Script is not returning proper output when trying to retrieve data from a newsletter-CodePudding

I am trying to write a script that can retrieve album title and band name from a music store newsletter. The band name and album title are hidden in a h3 & h4 class. When executing the script I get a blank output in the csv file.

from bs4 import BeautifulSoup
import requests
import pandas as pd

# Use the requests library to fetch the HTML content of the page
url = "https://www.musicmaniarecords.be/_sys/newsl_view?n=260&sub=Tmpw6Rij5D"
response = requests.get(url)

# Use the BeautifulSoup library to parse the HTML content
soup = BeautifulSoup(response.text, 'html.parser')

# Find all 'a' elements with the class 'row'
albums = soup.find_all('a', attrs={'class': 'row'})

# Iterate over the found elements and extract the album title and band name
album_title = []
band_name = []
for album in albums:
  album_title_element = album.find('td', attrs={'td_class': 'h3 class'})
  band_name_element = album.find('td', attrs={'td_class': 'h4 class'})
  album_title.append(album_title_element.text)
  band_name.append(band_name_element.text)

# Use the pandas library to save the extracted data to a CSV file
df = pd.DataFrame({'album_title': album_title, 'band_name': band_name})
df.to_csv('music_records.csv')

I think the error is in the attrs part, not sure how to fix it properly.

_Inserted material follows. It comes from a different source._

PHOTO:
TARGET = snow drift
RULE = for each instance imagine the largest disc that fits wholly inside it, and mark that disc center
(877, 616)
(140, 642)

Thanks in advance!

CodePudding user response：

Looking at your code I agree that the error lies in the attrs part. The problem you are facing is that the site you are trying to scrape does not contain 'a' elements with the 'row' class. Thus find_all returns an empty list. There are plenty of 'div' elements with the 'row' class, maybe you meant to look for those?

You had the right idea by looking for 'td' elements and extracting their 'h3' and 'h4' elements, but since albums is an empty list, there are no elements to find.

I changed your code slightly to look for 'td' elements directly and extract their 'h3' and 'h4' elements. With these small changes your code found 29 albums.

from bs4 import BeautifulSoup
import requests
import pandas as pd

# Use the requests library to fetch the HTML content of the page
url = "https://www.musicmaniarecords.be/_sys/newsl_view?n=260&sub=Tmpw6Rij5D"
response = requests.get(url)

# Use the BeautifulSoup library to parse the HTML content
soup = BeautifulSoup(response.text, 'html.parser')

# Find all 'a' elements with the class 'row'
albums = soup.find_all('td', attrs={'class': 'block__cell'} )

# Iterate over the found elements and extract the album title and band name
album_title = []
band_name = []
for i, album in enumerate(albums):
  album_title_element = album.find('h3')
  band_name_element = album.find('h4')
  album_title.append(album_title_element.text)
  band_name.append(band_name_element.text)

# Use the pandas library to save the extracted data to a CSV file
df = pd.DataFrame({'album_title': album_title, 'band_name': band_name})
df.to_csv('music_records.csv', index=False)

I also took the liberty of adding index=False to the last line of your code. This makes it so each row doesn't start with a ,.

Hope this helps.

CodePudding user response：

from bs4 import BeautifulSoup
import requests
import pandas as pd

# Use the requests library to fetch the HTML content of the page
url = "https://www.musicmaniarecords.be/_sys/newsl_view?n=260&sub=Tmpw6Rij5D"
response = requests.get(url)

# Use the BeautifulSoup library to parse the HTML content
soup = BeautifulSoup(response.text, 'html.parser')

# Find all 'a' elements with the class 'row'
albums = soup.find_all('td', attrs={'class': 'block__cell'})

# Iterate over the found elements and extract the album title and band name
album_title = []
band_name = []
for album in albums:
  album_title_element = album.find('h3', attrs={'class': 'header'})
  band_name_element = album.find('h4', attrs={'class': 'header'})
  album_title.append(album_title_element.text)
  band_name.append(band_name_element.text)

# Use the pandas library to save the extracted data to a CSV file
df = pd.DataFrame({'album_title': album_title, 'band_name': band_name})
df.to_csv('music_records.csv')

Thanks to the anonymous hero for helping out!